The method for determining behavior information is described below with reference to the specific embodiments:
fig. 3 is a flowchart of a method for determining behavior information according to an embodiment of the present invention, as shown in fig. 3,
the multi-task network for training urban muck vehicle violation identification is characterized in that the input network is a data set of 3 tasks, and the data sets are respectively as follows: (1) a head orientation data set of a muck truck, (2) a city vehicle data set, and (3) a muck truck coverage condition data set. And carrying out class balancing on the data sets of the 3 tasks, carrying out class balancing on different class data sampling repeated sampling strategies of the same task, and ensuring that different class data of the same task are in the same range, wherein some class data of a certain task are not excessive and other class data are too little.

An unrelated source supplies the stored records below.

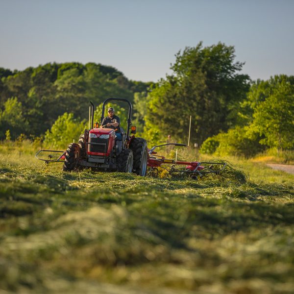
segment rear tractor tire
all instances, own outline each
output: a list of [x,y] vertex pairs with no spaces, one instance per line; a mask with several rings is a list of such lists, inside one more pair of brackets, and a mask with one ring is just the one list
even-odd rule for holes
[[62,170],[64,172],[77,171],[81,157],[81,148],[78,144],[72,143],[65,151],[65,160]]
[[146,140],[143,138],[134,138],[131,141],[129,147],[134,155],[133,172],[138,175],[146,175],[148,160]]
[[133,152],[129,149],[123,150],[117,157],[118,172],[132,172],[133,171]]

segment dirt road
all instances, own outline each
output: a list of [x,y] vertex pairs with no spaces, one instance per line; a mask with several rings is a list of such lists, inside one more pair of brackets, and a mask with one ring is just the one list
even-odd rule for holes
[[275,164],[273,163],[267,163],[268,167],[273,169],[274,170],[279,170],[283,171],[289,173],[294,174],[294,165],[290,165],[287,164]]

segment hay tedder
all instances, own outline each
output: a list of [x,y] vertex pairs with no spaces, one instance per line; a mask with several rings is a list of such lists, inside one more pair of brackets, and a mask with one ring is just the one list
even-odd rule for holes
[[[63,170],[65,172],[91,168],[98,171],[134,172],[141,176],[146,175],[148,171],[148,174],[157,176],[159,170],[163,169],[171,174],[186,174],[197,178],[207,173],[219,174],[225,168],[225,163],[200,163],[169,159],[157,155],[154,151],[159,147],[169,145],[186,147],[186,144],[168,143],[148,149],[145,139],[135,137],[136,127],[132,126],[131,120],[132,104],[126,99],[106,99],[102,104],[100,123],[104,118],[106,103],[114,100],[125,102],[128,104],[126,132],[121,127],[119,127],[119,129],[113,129],[105,127],[106,125],[99,127],[98,122],[94,124],[94,105],[90,102],[91,128],[85,130],[78,143],[71,143],[65,151],[40,150],[36,154],[36,158],[44,161],[45,164],[61,162],[63,163]],[[118,132],[122,134],[121,140],[116,138],[116,132]],[[45,158],[46,155],[47,158]]]

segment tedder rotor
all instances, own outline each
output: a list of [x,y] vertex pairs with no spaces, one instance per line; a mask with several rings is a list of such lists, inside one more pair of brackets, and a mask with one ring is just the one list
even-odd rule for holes
[[[105,105],[111,101],[122,101],[128,104],[126,132],[120,125],[116,127],[115,129],[107,127],[106,125],[101,125]],[[95,107],[92,102],[90,103],[92,107],[89,113],[89,126],[91,127],[85,130],[78,142],[70,144],[65,151],[40,150],[35,155],[36,158],[46,164],[61,162],[65,172],[91,168],[98,171],[134,172],[145,176],[148,168],[149,174],[157,176],[158,169],[161,168],[171,174],[186,174],[194,178],[202,177],[207,173],[219,174],[227,165],[226,163],[223,162],[174,160],[157,155],[155,149],[158,147],[168,145],[186,147],[186,145],[168,143],[154,146],[149,149],[145,139],[135,137],[136,128],[132,126],[132,104],[129,101],[118,98],[105,100],[102,104],[100,124],[98,122],[94,123]],[[117,136],[118,132],[121,136]],[[45,154],[47,154],[47,158],[44,158]]]
[[207,173],[218,174],[223,171],[227,165],[225,162],[199,162],[169,159],[164,156],[157,155],[157,152],[154,151],[154,149],[158,147],[168,145],[187,147],[186,144],[168,143],[154,146],[148,150],[148,167],[151,175],[157,176],[158,168],[160,167],[167,170],[171,174],[178,174],[181,175],[186,174],[194,178],[197,178],[198,176],[201,178],[204,174]]

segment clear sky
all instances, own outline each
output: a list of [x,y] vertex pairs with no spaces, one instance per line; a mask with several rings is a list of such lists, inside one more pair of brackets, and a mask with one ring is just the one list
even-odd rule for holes
[[156,81],[202,41],[253,79],[294,75],[294,0],[0,0],[0,67],[93,62]]

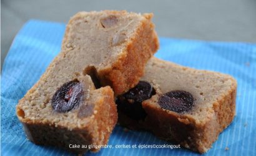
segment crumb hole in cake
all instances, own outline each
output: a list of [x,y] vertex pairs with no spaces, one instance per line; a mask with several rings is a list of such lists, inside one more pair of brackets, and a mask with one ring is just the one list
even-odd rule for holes
[[25,117],[25,112],[22,109],[19,109],[17,111],[17,115],[22,118]]
[[81,76],[80,72],[74,72],[74,75],[75,75],[75,76],[76,76],[76,77],[79,77],[79,76]]
[[117,32],[114,36],[112,40],[112,46],[117,46],[122,44],[126,41],[126,34],[125,32]]
[[97,69],[94,66],[88,66],[82,71],[84,76],[89,75],[91,76],[93,83],[96,89],[99,89],[101,87],[101,82],[98,79]]
[[116,16],[111,15],[101,19],[100,22],[104,28],[107,28],[116,26],[118,22],[118,19]]
[[77,117],[80,119],[87,117],[93,114],[94,105],[89,102],[85,102],[82,105],[77,114]]

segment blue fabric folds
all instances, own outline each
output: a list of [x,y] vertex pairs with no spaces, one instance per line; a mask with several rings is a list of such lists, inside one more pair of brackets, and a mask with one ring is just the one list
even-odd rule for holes
[[[2,155],[72,155],[54,147],[36,145],[26,139],[16,115],[19,99],[39,80],[60,51],[65,25],[32,20],[14,40],[1,74],[1,147]],[[238,82],[237,115],[205,155],[256,155],[256,45],[160,38],[155,56],[184,66],[230,74]],[[139,149],[167,143],[146,132],[125,132],[117,125],[109,144],[89,155],[195,155],[184,149]],[[137,145],[137,148],[132,148]],[[226,147],[229,150],[225,150]]]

Aiming at the covering condition data set of the slag car of the 3 rd task, each picture is cut and reserved for 1/2 of the upper half picture in order to improve the recognition precision, the view angle proportion of the car hopper part area is increased, and the recognition precision is improved.
3. The processed 3 task data sets are sent to a multi-task network for training, and the learning speeds of a plurality of tasks are possibly different due to different task data conditions and learning targets, so that the self-adaptive gradient updating method can be used for updating the learning speeds of the 3 tasks, ensuring the learning speeds of the 3 tasks to be balanced, and accelerating the convergence speed and the learning effect.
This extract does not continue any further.